Other constraints: the 16-bit timer risks overflow; the code is interrupt-driven, so no floating-point maths; and it will accelerate quickly, so timing precision matters for a smooth ride. I told Tim it was the perfect AI challenge, complex but not rocket science.

The results were… interesting. If you’d like to explore the project repo for your own Jet Ski, please do. I enjoyed working on this problem. I’ll write more on the solution if there is interest. The full repository is on GitHub.

Getting Started

I used Claude Code inside Visual Studio and Claude and I got off to a great start. The project structure was created; we added an MCP for the simulation platform, Wokwi, and set up all the Arduino development plugins.

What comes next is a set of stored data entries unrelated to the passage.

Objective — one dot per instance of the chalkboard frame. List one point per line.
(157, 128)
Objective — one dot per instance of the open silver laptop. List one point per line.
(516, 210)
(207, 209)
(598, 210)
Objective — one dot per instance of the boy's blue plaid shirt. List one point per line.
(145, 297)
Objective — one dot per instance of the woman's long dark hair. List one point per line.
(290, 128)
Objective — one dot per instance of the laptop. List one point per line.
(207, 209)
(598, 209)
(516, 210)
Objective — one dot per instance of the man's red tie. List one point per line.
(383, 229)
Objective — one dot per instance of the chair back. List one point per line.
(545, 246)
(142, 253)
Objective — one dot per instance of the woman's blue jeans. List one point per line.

Next, I took my brother’s notes through several rounds of refinement until Claude and GPT had produced a great explanation of the problem. This is a real sweet spot of the tools: synthesising and elaborating design documentation and roadmaps.

By then, I was confident that AI understood the assignment. It generated the Arduino code. The simulator ran well, so I sent it to Tim for sea trials.

So far so good. But this is where the learning started.

Where AI Struggled

The engine ran, but not well. If this had been a client project, the feedback would not have been so polite.

Together with the AI, we developed a Python analysis script to take the output of the simulation and plot the timing curve and errors. For different simulation test cases, this gave us a quantifiable benchmark for how well the code was operating.

The AI diagnosed the errors and offered convincing summaries of what went wrong and how to resolve it.

But we tried multiple iterations and each time there was a slightly different problem. The AI would be confident that the solution was good but every time, the results were not good enough. Each fix introduced a new fault; we were chasing problems, not improving the solution.

More than once, we came back to the same solution, clearly going around in circles. Despite asking the model to “take a step back” and “think deeply”, we didn’t make progress.

It became clear the system could remember mistakes but not learn from them.

Relying on AI distanced me from the problem. To guide it well, I had to understand the code and the engineering problem more deeply, and at some point, it became faster to just develop it manually.

Still, using the AI as an assistant had real benefits. For instance, I wanted to add a ring buffer to provide effective diagnostics - I simply had to ask and it was added. If I needed to refactor a namespace then I just asked. Keeping the documentation up to date was a single command. Interestingly, the AI could understand what I’d implemented and why - even if it didn’t understand how I’d arrived at the solution.

But when it came to refining the algorithm and structure, I had to take the lead. Iterating by understanding the diagnostics and measurements, being curious about the results, trying solutions based on my intuition of what was required, and then updating the code until the solution was watertight.

What I Learned

Here’s what I learnt. Large Language Models (LLMs) have real skills and knowledge. They’re a game-changer in productivity and ease of development. They are also hugely convincing in their ability to explain a problem and propose a solution.

But that power is mostly at the language level. For many problems where the outcome is clear and the solution is a variation on something known and decomposed, the models are impressive.

When it comes to curiosity, intuition, and learning from failure, the models still struggle. They know what a mistake is, but they don’t learn from it. For me, that’s the key lesson.

AI is a tireless, knowledgeable, skilful, and articulate machine - not a curious, adaptive, and insightful apprentice. AI coding still needs a human hand on the throttle and help to feel its way through a problem.

Perhaps that will be next. Organic intelligence has yet to be engineered out.